Development of Tesla cell production on schedule
“With luck,” there will be a few deliveries of the Cybertruck before the end of this year, CEO Elon Musk said on Wednesday in the conference call on Tesla’s business figures last year. This is not a real shift, because when it was launched in November 2019, Tesla had already spoken of a start of production at the end of 2021. Since then, the website has also said that production will “approach” towards the end of this year. What is new, however, is Musk’s statement that it takes luck.
On the other hand, Tesla mentioned in the report for Q4 2020 that deliveries would begin this year, which roughly corresponds to the statement from last May. In the subsequent conference, however, Musk gave a new reason for this. “We could go into production with the semi without any problems,” he said. But at the moment Tesla simply doesn’t have enough batteries for it – they would only be available when the volume production of its own 4680 cells is running.
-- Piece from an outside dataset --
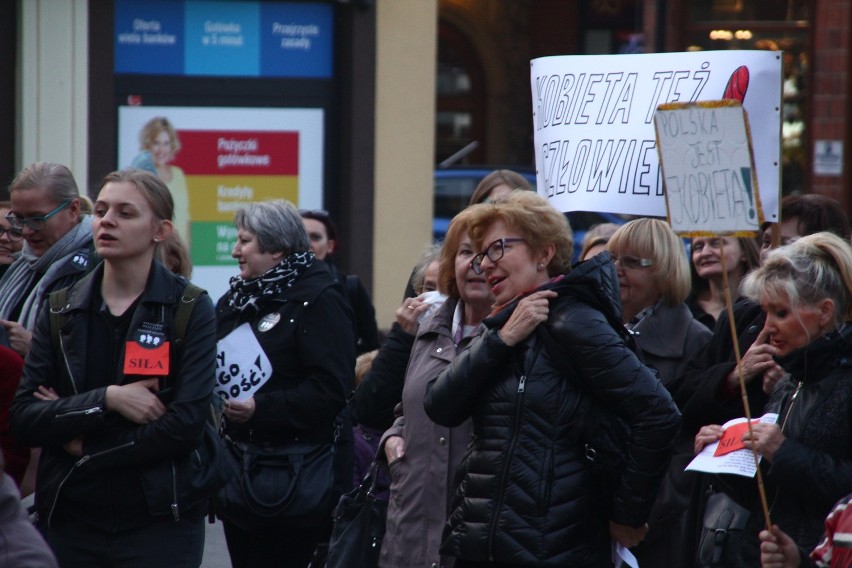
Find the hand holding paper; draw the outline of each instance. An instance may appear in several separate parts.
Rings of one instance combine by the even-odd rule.
[[[755,432],[755,441],[742,441],[743,432],[748,435],[748,425],[745,418],[729,420],[722,426],[705,426],[696,436],[696,446],[704,443],[707,439],[716,436],[716,441],[708,443],[695,459],[686,466],[687,471],[703,471],[705,473],[731,473],[745,477],[753,477],[757,472],[757,464],[751,451],[751,444],[755,444],[758,451],[768,450],[775,455],[778,447],[783,442],[781,429],[775,424],[778,415],[774,413],[764,414],[758,420],[753,421],[752,431]],[[733,428],[733,430],[731,430]],[[778,439],[780,436],[780,440]],[[699,441],[701,439],[701,441]],[[737,442],[739,440],[739,442]],[[724,445],[722,442],[725,441]],[[723,449],[719,451],[719,446]],[[761,456],[758,455],[758,461]],[[767,456],[769,459],[769,456]]]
Elsewhere in the conference, the Tesla boss mentioned that there were still no insurmountable obstacles to be overcome, but did not provide any concrete information on progress.
As Tesla’s head of technology, Drew Baglino, said on the subject, all problems that occurred in setting up the 4680 pilot production have been resolved so far. The systems for a capacity of 10 gigawatt hours (presumably per year) have already been delivered to the building used for this purpose next to the electric car plant in Fremont, and Tesla is on schedule to achieve this goal by the end of the year.
Even bigger presses for Cybertruck
With an annual output of 10 gigawatt hours, the cell factory in Fremont, which Tesla calls “pilot production” because of its much larger plans, would probably be one of the ten largest in the world, CEO Musk repeated. For the battery gigafactory together with Panasonic in the US state of Nevada, for example, around 35 gigawatt hours per year were recently named.
But Tesla has more plans than the Semi, and so, despite the in-house reinforcement, there is an acute lack of cells as it has for years: a Semi usually needs five times as many of them as an electric car, Musk said now, but you can’t five times as much Ask a price for it. So it doesn’t make sense for Tesla to start producing the e-truck already. The same should apply to the Cybertruck, which, according to Musk from Battery Day, also needs the 4680 cells – and, as he now said, even larger giga presses than the world’s largest, which have recently been used for the Model Y in Fremont will.